When I decided to change my drinking habits, I was fed up with feeling bad about myself when it came to alcohol.
Change is uncomfortable.
We get into habits because it’s easier to keep doing the same thing.
I got to a tipping point.
Tired of feeling shame about unflattering moments at professional events. Like that time I was at a conference, in a fancy bar at a five-star hotel surrounded by a large number of colleagues, dropped my martini, shattering the glass, and when straight to the bar for another without batting an eye.
I wince when I think of it now. To be honest, I’d forgotten about it until months later a judge reminded me about it. Ugh.
Beating myself up for being a bad parent. Like when I had my now husband over to dinner to introduce him to my children while we were dating I heard my youngest say, “Just wait ‘til she’s had two glasses of wine. Then you can do whatever you want.”
Worrying about doing further damage to my already compromised heart. My cardiologist admonished me to not drink and I did anyway. Like when he told me I was a binge drinker after I described how many drinks I’d had the weekend before.
The worst part? I was skipping out on myself and my dreams.
I’d told myself this lie that I couldn’t take time for myself and pursue the life I wanted because of family and work obligations. I’d painted this picture of myself in my head as sort of a stoic, self-sacrificing martyr working mom.

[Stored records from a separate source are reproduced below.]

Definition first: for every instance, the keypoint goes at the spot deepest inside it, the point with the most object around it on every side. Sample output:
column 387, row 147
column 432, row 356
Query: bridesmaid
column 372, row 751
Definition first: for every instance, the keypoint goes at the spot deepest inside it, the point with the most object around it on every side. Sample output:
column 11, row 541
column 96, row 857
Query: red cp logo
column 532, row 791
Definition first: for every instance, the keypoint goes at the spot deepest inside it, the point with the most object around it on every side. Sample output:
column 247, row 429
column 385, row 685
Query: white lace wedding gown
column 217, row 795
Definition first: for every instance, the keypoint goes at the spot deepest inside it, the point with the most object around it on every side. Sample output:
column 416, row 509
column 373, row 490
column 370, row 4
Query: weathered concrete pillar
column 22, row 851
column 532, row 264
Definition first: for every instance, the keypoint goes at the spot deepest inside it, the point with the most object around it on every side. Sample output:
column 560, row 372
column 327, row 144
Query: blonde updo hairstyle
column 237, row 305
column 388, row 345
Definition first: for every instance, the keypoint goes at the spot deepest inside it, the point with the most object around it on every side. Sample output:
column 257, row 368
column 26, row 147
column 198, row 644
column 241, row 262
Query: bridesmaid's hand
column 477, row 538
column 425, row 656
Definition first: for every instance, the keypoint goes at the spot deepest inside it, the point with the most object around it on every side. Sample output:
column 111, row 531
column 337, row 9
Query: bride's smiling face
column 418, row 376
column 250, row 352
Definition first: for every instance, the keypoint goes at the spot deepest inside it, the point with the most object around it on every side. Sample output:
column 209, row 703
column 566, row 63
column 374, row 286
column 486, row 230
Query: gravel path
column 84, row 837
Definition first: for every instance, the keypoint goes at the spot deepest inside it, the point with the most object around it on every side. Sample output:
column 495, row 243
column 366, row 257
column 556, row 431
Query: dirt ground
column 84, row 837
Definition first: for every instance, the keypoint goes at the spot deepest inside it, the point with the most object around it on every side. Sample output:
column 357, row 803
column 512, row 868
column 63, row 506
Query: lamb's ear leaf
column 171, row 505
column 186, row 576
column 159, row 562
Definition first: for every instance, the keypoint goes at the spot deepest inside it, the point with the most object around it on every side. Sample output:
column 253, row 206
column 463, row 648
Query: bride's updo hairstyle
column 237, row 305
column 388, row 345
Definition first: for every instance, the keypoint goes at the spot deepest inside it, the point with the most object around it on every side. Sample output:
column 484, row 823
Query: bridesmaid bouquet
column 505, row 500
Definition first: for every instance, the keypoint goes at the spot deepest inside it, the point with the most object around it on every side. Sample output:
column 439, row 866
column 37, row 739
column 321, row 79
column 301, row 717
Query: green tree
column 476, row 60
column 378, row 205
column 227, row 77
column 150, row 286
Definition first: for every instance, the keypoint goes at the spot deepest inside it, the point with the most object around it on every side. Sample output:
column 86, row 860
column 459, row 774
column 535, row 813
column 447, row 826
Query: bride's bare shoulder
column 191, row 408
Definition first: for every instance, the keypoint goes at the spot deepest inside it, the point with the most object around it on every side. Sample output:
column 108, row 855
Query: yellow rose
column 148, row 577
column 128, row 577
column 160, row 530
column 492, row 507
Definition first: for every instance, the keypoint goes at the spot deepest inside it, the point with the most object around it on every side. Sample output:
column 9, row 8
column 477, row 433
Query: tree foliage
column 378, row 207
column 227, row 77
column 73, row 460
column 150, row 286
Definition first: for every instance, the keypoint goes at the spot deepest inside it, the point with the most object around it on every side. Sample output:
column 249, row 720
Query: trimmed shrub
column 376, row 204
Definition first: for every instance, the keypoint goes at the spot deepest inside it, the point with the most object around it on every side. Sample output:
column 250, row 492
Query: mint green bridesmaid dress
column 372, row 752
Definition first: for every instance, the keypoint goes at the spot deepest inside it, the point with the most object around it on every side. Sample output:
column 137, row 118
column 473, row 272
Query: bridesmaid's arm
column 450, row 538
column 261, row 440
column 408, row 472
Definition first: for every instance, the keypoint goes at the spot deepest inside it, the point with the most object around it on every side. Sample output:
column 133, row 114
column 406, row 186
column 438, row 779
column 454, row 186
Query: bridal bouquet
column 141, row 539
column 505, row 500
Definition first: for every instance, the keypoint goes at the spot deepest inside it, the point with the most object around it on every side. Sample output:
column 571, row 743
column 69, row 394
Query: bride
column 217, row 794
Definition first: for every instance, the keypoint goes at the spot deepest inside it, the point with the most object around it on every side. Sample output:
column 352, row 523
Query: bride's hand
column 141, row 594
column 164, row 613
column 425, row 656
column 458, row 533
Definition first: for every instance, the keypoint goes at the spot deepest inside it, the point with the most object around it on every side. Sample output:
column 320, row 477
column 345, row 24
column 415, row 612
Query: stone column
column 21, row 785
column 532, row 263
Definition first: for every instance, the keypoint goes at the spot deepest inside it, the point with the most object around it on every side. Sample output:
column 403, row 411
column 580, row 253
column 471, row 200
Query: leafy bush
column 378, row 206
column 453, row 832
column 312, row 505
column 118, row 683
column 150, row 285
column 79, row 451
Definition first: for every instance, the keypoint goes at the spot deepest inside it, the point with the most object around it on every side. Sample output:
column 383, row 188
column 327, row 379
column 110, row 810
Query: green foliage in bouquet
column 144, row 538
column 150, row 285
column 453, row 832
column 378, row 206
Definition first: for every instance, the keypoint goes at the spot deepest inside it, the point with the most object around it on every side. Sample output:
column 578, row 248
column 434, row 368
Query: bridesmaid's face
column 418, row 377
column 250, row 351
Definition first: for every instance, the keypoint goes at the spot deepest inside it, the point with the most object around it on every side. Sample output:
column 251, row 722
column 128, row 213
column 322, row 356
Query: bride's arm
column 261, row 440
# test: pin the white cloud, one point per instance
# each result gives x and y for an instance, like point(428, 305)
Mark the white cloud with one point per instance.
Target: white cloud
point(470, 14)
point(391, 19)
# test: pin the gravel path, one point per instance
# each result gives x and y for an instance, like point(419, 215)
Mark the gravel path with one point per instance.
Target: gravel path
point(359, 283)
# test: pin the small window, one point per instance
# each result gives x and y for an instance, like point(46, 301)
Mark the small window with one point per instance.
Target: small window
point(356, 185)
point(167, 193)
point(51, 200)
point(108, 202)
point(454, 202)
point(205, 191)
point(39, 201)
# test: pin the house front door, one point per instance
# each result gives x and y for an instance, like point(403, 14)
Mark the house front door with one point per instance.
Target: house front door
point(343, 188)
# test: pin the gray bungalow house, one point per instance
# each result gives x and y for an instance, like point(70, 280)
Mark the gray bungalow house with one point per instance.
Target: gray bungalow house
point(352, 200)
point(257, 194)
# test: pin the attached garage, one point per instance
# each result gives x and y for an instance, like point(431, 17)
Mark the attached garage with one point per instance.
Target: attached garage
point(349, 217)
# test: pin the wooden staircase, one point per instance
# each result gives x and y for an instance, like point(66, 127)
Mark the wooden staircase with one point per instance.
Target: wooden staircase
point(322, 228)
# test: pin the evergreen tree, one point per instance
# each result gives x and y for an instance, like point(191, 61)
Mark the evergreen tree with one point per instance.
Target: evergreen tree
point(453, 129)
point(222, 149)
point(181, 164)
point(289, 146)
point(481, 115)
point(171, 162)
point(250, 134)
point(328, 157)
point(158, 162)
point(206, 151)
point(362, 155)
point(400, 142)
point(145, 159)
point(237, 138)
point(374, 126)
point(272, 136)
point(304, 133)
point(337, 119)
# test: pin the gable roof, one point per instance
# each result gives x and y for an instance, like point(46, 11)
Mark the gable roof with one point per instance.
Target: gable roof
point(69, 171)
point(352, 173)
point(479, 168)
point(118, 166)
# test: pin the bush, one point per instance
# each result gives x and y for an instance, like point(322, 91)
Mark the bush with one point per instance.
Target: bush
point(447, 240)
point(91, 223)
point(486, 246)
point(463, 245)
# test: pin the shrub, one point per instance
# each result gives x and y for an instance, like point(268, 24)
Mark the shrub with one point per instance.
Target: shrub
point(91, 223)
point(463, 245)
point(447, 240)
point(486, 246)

Yes, I had three children. Yes, I single-handedly ran my own successful law practice. I had parents. Extended family. So what?
In actuality, I spent a great deal of time on alcohol that I could have been using to be more productive or to simply enjoy myself.
My time wasters: Drinking. Being tipsy (or drunk). Feeling tired and groggy from not sleeping due to drinking the night before. Recovering the day after. Beating myself up for overdrinking. Planning/arranging/anticipating the next time I’d drink.
Change is uncomfortable. We make changes when we realize what we’re doing is causing more discomfort than the discomfort of doing something different.
I got pretty uncomfortable when I tallied the hours I was wasting on alcohol and I looked at my life the way it was. It was not how I wanted to view my future.
Ever think about exactly how many hours are you spending planning drinking activities, shopping for drinking, actually drinking, being under the influence, feeling bad physically/recovering from drinking, and beating yourself up about drinking?
I’m sure I was in the double digits weekly.
I was trading taking care of and enjoying myself, and others, and pursuing my interests, for ALCOHOL. Hours and hours and hours of alcohol.
Consider taking time to get clear about what alcohol is costing you.
Pick one that feels really strong. Then focus on that the next time you’re deciding to drink or not, have another or not.
What are your top reasons for stopping or cutting back?